I was raised as a skeptical Humanist, before we really had the word “Humanist” to call ourselves, we used “Agnostic”. I was also raised to believe that EVERY Human is equal, and deserves equal rights. That means all people, regardless of ethnicity, religion or lack thereof, creed, or sexual orientation. I was also raised to appreciate diversity in a part of the United States that has almost no diversity. (Montana has just barely over 1 Million people which are counted in the last census as being 89.7% White, 6.5% Native American, 3.1% Hispanic, 2.5% Multiracial.) How monochromatically depressing.

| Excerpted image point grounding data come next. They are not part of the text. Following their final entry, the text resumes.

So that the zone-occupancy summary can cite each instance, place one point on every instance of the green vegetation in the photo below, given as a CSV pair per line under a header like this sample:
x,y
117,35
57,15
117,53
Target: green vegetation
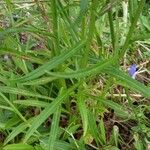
x,y
64,81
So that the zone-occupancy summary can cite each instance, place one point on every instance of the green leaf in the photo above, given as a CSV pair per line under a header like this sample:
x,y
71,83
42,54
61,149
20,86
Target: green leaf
x,y
54,128
51,64
17,130
83,112
31,102
95,69
127,81
18,147
47,112
18,91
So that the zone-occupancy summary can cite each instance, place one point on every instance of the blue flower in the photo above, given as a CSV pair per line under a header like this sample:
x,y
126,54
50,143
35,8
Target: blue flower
x,y
132,71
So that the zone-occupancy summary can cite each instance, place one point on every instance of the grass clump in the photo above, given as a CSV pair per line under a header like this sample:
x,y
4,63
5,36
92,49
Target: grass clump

My home county and town were even more monochromatic, and it was only when I got into high school and we moved to a University town in Montana that I met people of diverse backgrounds. I turned into a sponge, I wanted to learn all I could about who these individuals were, and I was fascinated to hear their stories of who they were, where they came from, where they grew up all around the world, how it was different than where we were at.
With the lack of religious indoctrination, I also didn’t have any learned distrust, dislike, disgust or fear of people who were different than me, so I didn’t see anything that could be “wrong” with someone loving another person of the same sex, and didn’t fully understand about transgender issues until much later, but still knew that they were people who just want to live a life that is honest with themselves about who they are inside, and there’s nothing wrong with that, it’s actually something to be appreciated, as any person who lives according to who they are inside, when it doesn’t match the outside, is a very brave individual. I can only appreciate their honesty and bravery, for that is what it is.
When the LGBT movement started to gain momentum, I was instantly an Ally. I knew that it was the RIGHT thing, because everyone MUST HAVE equal rights. This is undeniable, no matter how hard some people seem to believe that it can be denied. Around 2009, my step-daughter came out to her dad and myself. I kind of had an idea that she was a lesbian, but waited for her to decide when to tell us. She instantly had unquestionable, unconditional love and support from both her dad and myself. I am very proud of her for standing strong and being true to herself.
In 2013, I joined the LGBT Colleague Resource Group at work, and then I decided it was not enough to be a vocal ally for my friends and colleagues, so in September 2013, I became an ordained minister through both the First Church of Atheism and American Marriage Ministries. I’ve decided that I will use this title of Minister when I write to legislators about Marriage Equality, and as soon as the state of Arizona has been forced to eliminate Article 20 as unconstitutional, I’ll be taking a couple days off from work to go to the local courthouse to officiate as many marriages as I can before the stay for Appeal can be initiated (because I know Arizona is probably going to fight the decision of the Circuit court judge, like too many other states are doing. Once married, the State must recognize it.)
At the end of the day, I’m just a mom who wants my son and my step-daughter to each have the opportunity to marry the woman they love. I hope to be the one to officiate my step-daughter’s wedding. That would make me very happy. In the meantime, I will still be offering my services for that lucky day.